As countries adjust their visa regimes to attract students, universities are also expanding abroad. The many foreign universities setting up joint ventures and partnerships in Thailand are only part of it; others include Monash university in Malaysia and Royal Melbourne Institute of Technology in Vietnam.

At the World University Presidents Summit (WUPS) here last week, a report by Sir Colin Campbell, Vice-Chancellor of the University of Nottingham, U.K., showed how students are on the move, and the opportunities emerging therefrom. He said:

“A student from Brazil comes to Nottingham to study for a degree for a degree in international business or other subject.

“During her first year she learns that the university has a campus in China and realises what a tremendous advantage a year abroad in China could have, with the security that she will be taking the same modules.

“In semester two of the second year, she sets off, with a travel bursary, to the University of Nottingham, Ningbo, China, having taken a basic Mandarin course in Year One.

“While in China, she realises that the University of Nottingham is a member of the international network, Universitas 21, and the China campus is as much a part of that network.
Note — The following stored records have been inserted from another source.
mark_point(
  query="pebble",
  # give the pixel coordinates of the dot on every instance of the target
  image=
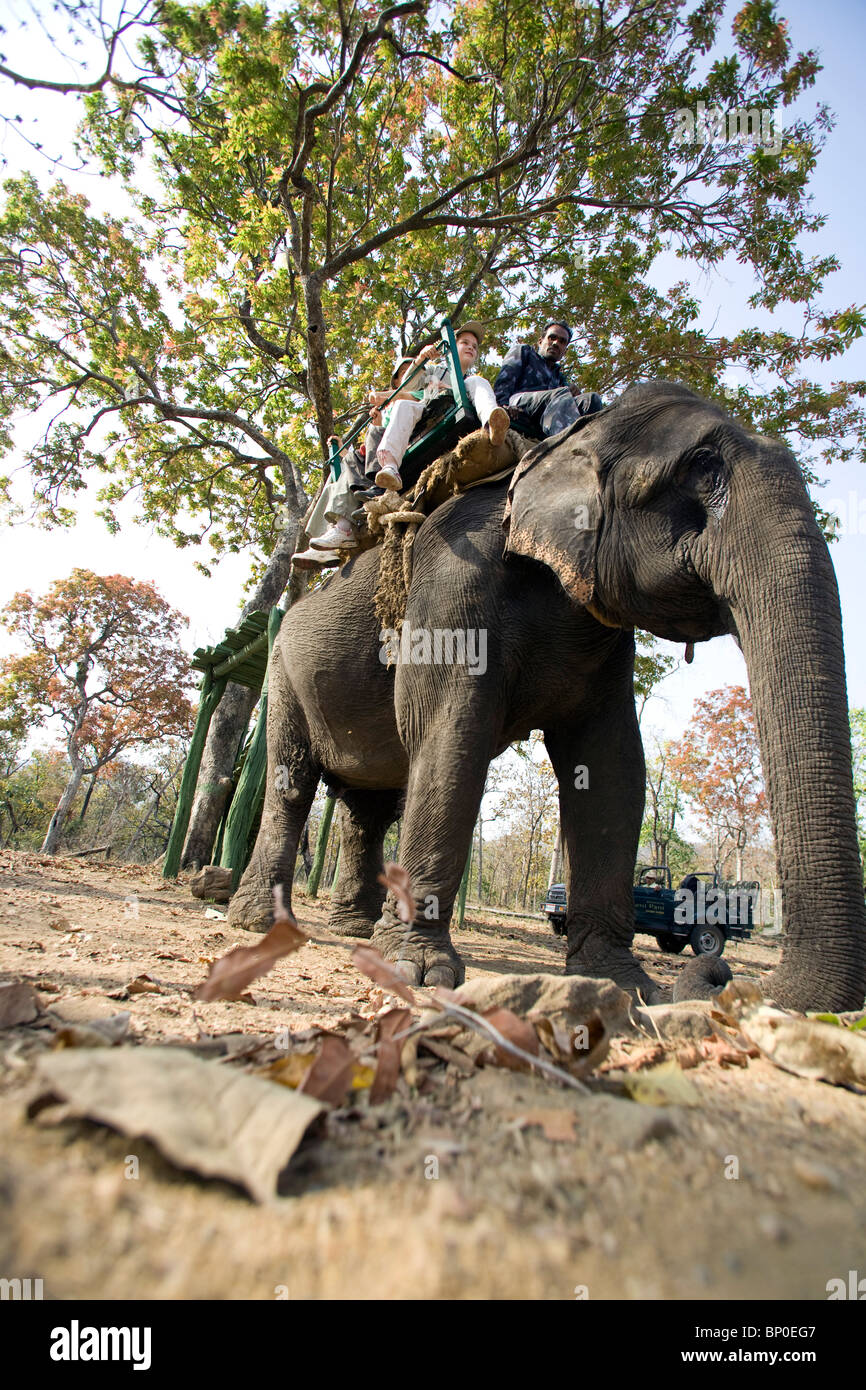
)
(773, 1228)
(816, 1175)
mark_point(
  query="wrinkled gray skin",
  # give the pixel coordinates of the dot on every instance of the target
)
(659, 513)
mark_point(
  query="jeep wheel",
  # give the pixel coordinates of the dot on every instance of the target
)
(706, 940)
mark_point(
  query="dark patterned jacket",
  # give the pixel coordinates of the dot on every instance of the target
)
(526, 370)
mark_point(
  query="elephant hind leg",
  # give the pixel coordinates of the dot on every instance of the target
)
(291, 787)
(357, 895)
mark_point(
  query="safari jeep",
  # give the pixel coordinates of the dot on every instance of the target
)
(701, 913)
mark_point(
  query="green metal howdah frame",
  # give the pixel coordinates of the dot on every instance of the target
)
(459, 420)
(243, 653)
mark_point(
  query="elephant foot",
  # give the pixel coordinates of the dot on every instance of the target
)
(423, 955)
(252, 908)
(620, 966)
(350, 925)
(795, 986)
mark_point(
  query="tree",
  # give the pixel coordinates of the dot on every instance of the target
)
(103, 659)
(665, 806)
(310, 188)
(719, 766)
(858, 751)
(528, 799)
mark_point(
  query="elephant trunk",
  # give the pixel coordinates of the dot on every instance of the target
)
(788, 624)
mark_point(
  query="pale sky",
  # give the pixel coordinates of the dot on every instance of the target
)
(34, 558)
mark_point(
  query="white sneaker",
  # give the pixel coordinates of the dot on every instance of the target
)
(316, 559)
(389, 478)
(338, 537)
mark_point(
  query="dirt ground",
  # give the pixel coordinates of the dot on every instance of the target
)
(638, 1204)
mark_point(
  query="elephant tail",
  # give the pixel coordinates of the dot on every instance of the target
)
(702, 979)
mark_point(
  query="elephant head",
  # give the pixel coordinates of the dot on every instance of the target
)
(663, 513)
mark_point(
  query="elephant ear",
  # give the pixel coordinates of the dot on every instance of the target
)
(553, 513)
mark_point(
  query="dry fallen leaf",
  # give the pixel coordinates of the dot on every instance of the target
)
(330, 1077)
(716, 1050)
(399, 883)
(649, 1055)
(288, 1070)
(373, 963)
(513, 1030)
(580, 1048)
(662, 1084)
(232, 972)
(143, 984)
(556, 1125)
(93, 1032)
(690, 1057)
(819, 1051)
(389, 1048)
(18, 1004)
(200, 1115)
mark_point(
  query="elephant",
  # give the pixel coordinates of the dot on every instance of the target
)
(660, 513)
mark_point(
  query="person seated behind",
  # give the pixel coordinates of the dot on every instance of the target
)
(533, 387)
(405, 413)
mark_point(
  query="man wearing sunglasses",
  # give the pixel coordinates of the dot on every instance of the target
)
(533, 387)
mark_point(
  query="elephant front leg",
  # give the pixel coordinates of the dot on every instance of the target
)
(356, 898)
(291, 786)
(599, 767)
(442, 804)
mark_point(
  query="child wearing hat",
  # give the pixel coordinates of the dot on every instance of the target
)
(406, 410)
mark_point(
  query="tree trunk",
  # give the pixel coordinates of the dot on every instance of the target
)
(319, 377)
(556, 858)
(231, 717)
(59, 819)
(88, 794)
(303, 849)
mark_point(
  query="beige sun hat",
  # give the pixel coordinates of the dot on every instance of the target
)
(403, 362)
(471, 327)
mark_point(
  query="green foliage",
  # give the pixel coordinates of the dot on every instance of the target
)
(29, 790)
(312, 188)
She applies for a one-semester study abroad opportunity at another Universitas 21 member, the University of Melbourne.

“In year three, she returns to the U.K., but in essence, she has crossed no borders because of the infrastructure provided by international campuses. Hopefully, she has become an immensely employable graduate.”

However, significant debate is emerging among the universities about education becoming increasingly commercialised and dominated by institutions of the developed countries.

Developing countries are also seriously worried about a “brain drain” of talent and skills as well as finding ways to make education available to the less privileged members of society.

The most critical issue is related to the quality of future leadership. While one force wants to create a truly global, open-minded world order, a countervailing concern is that universities are becoming increasingly politicised and “de-secularised” by the growing influence of religiously denominated institutions.

Attended by 1,582 delegates, including 613 from 87 countries as diverse as Angola and Brazil, plus 12 education ministers, the WUPS offered an exceedingly powerful opportunity for discussion of His Majesty the King’s sufficiency-economy concept and its applicability in the educational domain.

Following on from a keynote presentation on the subject by Dr Chirayu Issarangkun na Ayuthaya, Chairman of NIDA as well as of the Sufficiency Economy Movement Sub-Commission, the concept was avidly discussed in a number of the workshops, virtually ensuring that it has taken root as an antidote and alternative to the ravages of globalisation.

The convention also provided an opportunity for Thailand’s educational institutions to get global exposure. The travel & tourism industry was well represented in the university exhibition represented alongside the convention.

Although the Dusit Thani College was the only dedicated travel & tourism institution among the exhibitors, a number of other universities featured the diversity of their many courses in an industry that badly needs trained manpower.

The Suan Dusit Rajabhat University is now offering courses in fruit and vegetable carving as part of its home economics course. It had a colourful exhibit featuring a number of students demonstrating the art.

The Mae Fah Luang University offers a degree in Applied Thai Medicine and Chandrakasem Rajabhat University has a Bachelor’s degree in Traditional Chinese Medicine. A representative of Kasetsart University, once known largely for agricultural expertise, said among its most popular international programmes are for aerospace engineers.

The convention will also generate spin-off business for Thailand. Already in the pipeline are the Universiade conference between 9-12 August 2007 and the World Universities Debating Championship between December 25, 2007 to January 5, 2008, the first time it will be held in Thailand.